When the Lake Pepin Legacy Alliance created a survey regarding boat groundings in Lake Pepin, they weren’t sure what to expect for responses. They received a couple of surprises.
One pleasant surprise was that 350 people filled out the survey. Another surprise was that of those respondents, 40.7% had been involved in at least one boat grounding. Almost 20% said they had been grounded “a few times,” and 5.7% reported they had been involved in boat groundings “too many times to count.”
“This is a really good turnout for a survey like this,” said Riley Hince, executive director of LPLA. “We usually focus on the upper portion of Lake Pepin and the boat groundings happening there just because that is where it is filling in with sediment, but what we also found through the survey is that a number of people had experienced boat groundings further downstream in Lake Pepin.”

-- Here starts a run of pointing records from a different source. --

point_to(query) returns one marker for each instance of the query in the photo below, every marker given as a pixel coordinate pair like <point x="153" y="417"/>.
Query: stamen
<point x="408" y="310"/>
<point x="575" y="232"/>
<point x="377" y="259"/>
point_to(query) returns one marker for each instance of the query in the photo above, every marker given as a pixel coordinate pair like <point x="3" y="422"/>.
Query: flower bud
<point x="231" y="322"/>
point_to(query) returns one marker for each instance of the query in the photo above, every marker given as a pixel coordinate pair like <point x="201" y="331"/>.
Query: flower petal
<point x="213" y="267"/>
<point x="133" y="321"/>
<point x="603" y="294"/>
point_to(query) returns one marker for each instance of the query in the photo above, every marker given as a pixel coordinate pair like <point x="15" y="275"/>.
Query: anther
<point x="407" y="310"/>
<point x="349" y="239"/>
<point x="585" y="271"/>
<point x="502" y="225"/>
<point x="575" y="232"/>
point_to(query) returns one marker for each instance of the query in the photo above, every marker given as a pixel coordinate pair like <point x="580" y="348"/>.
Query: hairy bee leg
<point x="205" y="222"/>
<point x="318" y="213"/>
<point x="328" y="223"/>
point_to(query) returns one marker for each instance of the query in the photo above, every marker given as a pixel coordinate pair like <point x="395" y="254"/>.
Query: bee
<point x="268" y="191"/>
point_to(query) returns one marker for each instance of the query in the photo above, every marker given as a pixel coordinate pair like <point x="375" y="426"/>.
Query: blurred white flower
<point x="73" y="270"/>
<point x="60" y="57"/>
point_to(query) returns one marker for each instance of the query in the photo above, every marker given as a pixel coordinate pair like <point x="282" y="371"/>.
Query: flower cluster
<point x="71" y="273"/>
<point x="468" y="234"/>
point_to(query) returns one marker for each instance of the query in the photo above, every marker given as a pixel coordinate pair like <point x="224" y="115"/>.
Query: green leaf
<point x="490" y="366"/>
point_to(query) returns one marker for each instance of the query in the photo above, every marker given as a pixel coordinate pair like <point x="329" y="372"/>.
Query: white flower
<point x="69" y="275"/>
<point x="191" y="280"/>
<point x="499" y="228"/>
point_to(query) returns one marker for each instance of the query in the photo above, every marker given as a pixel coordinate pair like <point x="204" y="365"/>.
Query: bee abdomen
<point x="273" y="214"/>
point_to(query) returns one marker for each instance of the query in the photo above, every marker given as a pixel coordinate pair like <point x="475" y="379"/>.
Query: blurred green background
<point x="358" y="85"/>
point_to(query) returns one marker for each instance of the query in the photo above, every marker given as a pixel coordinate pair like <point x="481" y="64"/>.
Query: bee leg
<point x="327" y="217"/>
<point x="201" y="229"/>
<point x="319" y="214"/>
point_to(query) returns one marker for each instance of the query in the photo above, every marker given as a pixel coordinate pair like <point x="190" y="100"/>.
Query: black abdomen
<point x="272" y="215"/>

Respondents cited several locations where sediment coming into the lake from Mississippi River tributaries had created sandbars that had caused groundings.
“The overwhelming majority do happen around Lighthouse Island, which is where the main channel opens up into the lake,” Hince said. “If you’re heading downstream, it is on the left and is the island that extends farthest into the lake.”
Hince said it is often a problem when boaters are heading upstream and hit the sediment which makes the lake very shallow as far as 300 yards below the island.
It is hard to tell if groundings are increasing from the data in the survey, according to Hince, but she did highlight two factors that may have caused some of the boat groundings this year.
“In 2019, we had so much high water,” Hince said. “That is a key indicator, because if we have high water, there is probably going to be less boat groundings, but on the other side, all that high water moves a lot of sand and a lot of material. This year we have had lower water relative to last year, and we had all that sediment come in, so it makes sense that there has been a lot of boat groundings this year with lower water and the influx of sediment from the high water last year.”
While most boaters are able to get themselves out of a grounding, several each year hit hard enough that they require a tow, according to Hince. A hard grounding can also damage a boat and can result in broken bones, chipped teeth, and other personal injuries to passengers, who are not wearing seat belts as they would be in an automobile.
Hince said that one other concern is recreational boats meeting barges in narrow parts of the river.
“It kind of pushes recreational boats to the outer edges of the channel, and if they are not careful, it gets shallow so quickly,” she explained. “You need to be really careful if you are going beside a barge.”